Selasa, 10 September 2013

Waktu Mereka Ikut Lomba


Akhir April lalu, saya berkesempatan mengajak anak-anak murid saya yang lolos ke tahap semifinal sebuah lomba sains ke ibukota Kabupaten Paser, Tana Paser. Babak semifinal ini adalah lanjutan dari babak penyisihan tingkat kecamatan yang sudah diadakan sebulan sebelumnya. Secara mengejutkan, 14 dari 22 murid yang ikut seleksi tingkat kecamatan lolos ke babak semifinal. Dan jadilah kami beramai-ramai menginjak ibukota kabupaten nan ramai dan gemerlap.
Jarangnya mereka menginjak daerah perkotaan betul-betul membangkitkan rasa penasaran mereka yang terpendam. Jalan-jalan di malam hari menikmati kota menjadi satu pilihan hiburan aman saya untuk melepas lelah mereka setelah perjalanan jauh dengan mobil desa yang disertai muntah massal.
Di ibukota kabupaten ini ada satu tempat menarik yang sering saya dengar disebut dengan MTQ. Bangunannya bercat ungu dengan serambi di kedua pingginya dan lapangan keramik terbuka di tengahnya, hampir seluas lapangan sepakbola. Ketika malam tiba, tempat ini menjadi pusat kegiatan anak muda yang dinamis. Malam itu, saya melihat anak-anak begitu tertarik memperhatikan sekumpulan anak muda yang berjoged dengan radio tape yang memutar musik bergenre RnB. Tak jauh dari situ, kumpulan muda-mudi lain sedang latihan tari juga. Tak tertinggal kapoera, dimana saya dan anak-anak sempat minta diajari satu gerakan dasar oleh mereka. Fun!

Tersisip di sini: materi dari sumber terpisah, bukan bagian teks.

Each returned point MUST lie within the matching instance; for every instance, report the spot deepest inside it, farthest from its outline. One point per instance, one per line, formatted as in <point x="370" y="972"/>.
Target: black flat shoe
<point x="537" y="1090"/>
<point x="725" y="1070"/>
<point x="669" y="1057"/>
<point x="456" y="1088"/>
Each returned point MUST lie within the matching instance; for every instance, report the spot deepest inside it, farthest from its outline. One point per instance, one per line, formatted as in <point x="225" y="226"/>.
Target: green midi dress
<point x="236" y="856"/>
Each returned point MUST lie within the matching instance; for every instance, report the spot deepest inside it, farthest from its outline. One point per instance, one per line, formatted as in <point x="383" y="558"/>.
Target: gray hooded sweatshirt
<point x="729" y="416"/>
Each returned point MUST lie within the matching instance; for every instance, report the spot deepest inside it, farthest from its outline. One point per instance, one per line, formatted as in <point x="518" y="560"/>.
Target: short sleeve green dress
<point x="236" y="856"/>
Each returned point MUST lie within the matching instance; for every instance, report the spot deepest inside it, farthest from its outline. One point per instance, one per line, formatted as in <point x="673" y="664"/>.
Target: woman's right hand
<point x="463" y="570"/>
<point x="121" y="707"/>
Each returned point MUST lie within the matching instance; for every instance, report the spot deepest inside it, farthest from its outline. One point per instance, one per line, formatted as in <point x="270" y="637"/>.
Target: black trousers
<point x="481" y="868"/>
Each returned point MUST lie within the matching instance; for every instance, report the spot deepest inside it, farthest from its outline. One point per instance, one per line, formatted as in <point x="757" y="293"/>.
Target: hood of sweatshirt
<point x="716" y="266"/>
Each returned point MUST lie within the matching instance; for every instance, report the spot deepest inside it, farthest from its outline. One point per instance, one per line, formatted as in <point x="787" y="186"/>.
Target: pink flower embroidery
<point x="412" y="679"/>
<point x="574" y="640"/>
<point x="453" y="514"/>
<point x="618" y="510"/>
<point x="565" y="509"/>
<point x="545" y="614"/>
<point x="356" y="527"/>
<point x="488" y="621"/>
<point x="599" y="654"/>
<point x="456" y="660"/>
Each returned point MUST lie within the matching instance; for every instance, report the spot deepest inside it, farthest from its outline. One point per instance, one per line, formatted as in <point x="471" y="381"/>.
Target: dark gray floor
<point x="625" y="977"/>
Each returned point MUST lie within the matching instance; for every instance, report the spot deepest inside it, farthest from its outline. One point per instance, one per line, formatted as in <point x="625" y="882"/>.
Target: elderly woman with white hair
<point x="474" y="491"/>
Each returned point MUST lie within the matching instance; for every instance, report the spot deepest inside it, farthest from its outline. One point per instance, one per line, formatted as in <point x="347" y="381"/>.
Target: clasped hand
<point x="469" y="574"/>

Bertandang ke kota kabupaten mengiring anak-anak yang super penasaran menjadi keasyikan tersendiri bagi saya. Bagaimana tidak? Banyak hal yang tak tertangkap di sudut mata mereka di desa, sehingga membuat kunjungan ini begitu punya makna. Anak-anak ini bahkan sudah bangun sejak jam 3 pagi di hari H lombanya dan sudah rapi jali di kala gurunya yang satu ini baru memicingkan mata untuk mengenali datangnya matahari.
Sebulan kemudian, yaitu bulan Mei, pengumuman peserta yang lolos babak final pun datang. Dengan hati berdebar saya cermati nama-nama peserta yang lolos. Namun nasib baik belum juga datang, tak satu pun dari nama-nama itu terdengar familiar bagi saya. Empat belas mutiara kecil saya belum berkesempatan pergi ke tanah Jawa. Sedih, jelas iya. Tapi ketika mengabarkan hal ini pada mereka, saya tiba-tiba terkesiap sendiri.
Bukan, bukan titel kemenangan yang mengisi binar mata itu. Binar-binar mata itu berisi hari-hari ketika kami belajar bersama di sawah, di kelas, berjalan-jalan di sekitar sekolah, melakukan percobaan, perjalanan panjang ke Grogot untuk mengikuti lomba semifinal, dan lain-lain. Kemenangan adalah hal yang sangat baik. Dan tentu saja, menyenangkan. Tapi ketika berhasil mengalahkan ego masing-masing dan mau berrela hati untuk tinggal di sekolah sementara teman-temannya yang lain sudah pulang, selama berhari-hari, saya menyadari bahwa titel juara sudah melekat saat itu juga pada mereka.